The couple wanted to keep their mortgage payments reasonable so they were looking at houses priced up to $110,000 - a price that's become increasingly difficult to find in recent years for a single-family home in Washington County.

"A lot of people trying to keep payments at a comfortable level are not having as many choices outside the city limits as they are inside the city limits," said Hagerstown Home Store Housing Advisor Barb Spielman.

"It's that $100,000 barrier. There's just not that many things out there in the county that are out there for under $100,000," Spielman said.

House prices have escalated in the last few years as land prices have risen and a tight seller's market has emerged with historically low interest rates and people trying to get more house for their money.
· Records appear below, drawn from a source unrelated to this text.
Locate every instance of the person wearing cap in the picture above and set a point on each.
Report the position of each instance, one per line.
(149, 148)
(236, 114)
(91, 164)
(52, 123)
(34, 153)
The average sales price for a home in Washington County increased from $113,834 in 1996 to $144,207 last year and continues to rise, according to data provided by Metropolitan Regional Information Systems Inc.

More houses are being sold and more of them are selling quickly. Last year, 664 of the 1,524 houses sold spent a month or less on the market, according to MRIS data.

While houses are selling fast and there appears to be plenty of new housing going up or in the pipeline, there's some question as to whether the housing needs of the community are being met.

New construction tends to focus on homes for empty-nesters, higher-end single-family housing, or mixed developments with single-family homes, townhouses and possibly apartments.

What's left - in affordable housing for the county's median annual household income of $44,450 or less, tends to be existing housing in and outside city limits, according to Realtors and Home Store officials. Most often, existing housing in the affordable range are duplexes, townhouses or older single-family homes that require substantial renovation.

"I think people want the single-family house with the white picket fence. That's hard to find under $140,000," said Patricia McMillan, director of the Hagerstown Home Store.

Needs being met?

Whether new construction and existing housing and apartments are meeting needs in the county are answers Washington County Planner Robert Arch said he hopes to discover through a housing needs study.

Arch said he expects to ask the County Commissioners to approve going forward with the study before the end of June, after they are done preparing the upcoming fiscal year's budget.

If the study finds that neither existing housing nor new construction are meeting the needs of people looking for affordable housing, county officials might consider requiring new housing developments to include some affordable housing, Arch said. For example, a developer building homes in the $200,000 range might need to include some homes in the $100,000 range, he said.

Some counties, such as Montgomery County, Md., have provisions within their development regulations that require a certain number of moderately-priced townhouses or single-family homes, Arch said.

Neither Arch nor Hagerstown Planning Director Kathy Maher said they know whether such a provision will one day be needed in Washington County, but Maher does know the city will need the county's help to provide more affordable housing in the area.

The county's comprehensive plan recommends low-density housing for a large proportion of the urban growth area, Maher said. Such low-density housing is not likely to result in affordable housing outside the city, she said.

Currently, Hagerstown is the major base of affordable housing in the county, with 15 percent of housing units subsidized for low- and moderate-income households, Maher said. Subsidized housing includes public housing, Section 8 and housing paid for with tax credits, she said.

Another form of affordable housing in the city is rental units, with 58 percent of the city's housing units being renter-occupied, Maher said.

Hagerstown officials have been working for about a decade to reverse the city's homeowner-to-renter-occupancy ratio, yet the percentages have only inched closer by a couple percentage points.

City officials have made moves toward limiting the ability to create new apartments in certain zoning designations, including the downtown area, in an effort to reverse the trend, Maher said.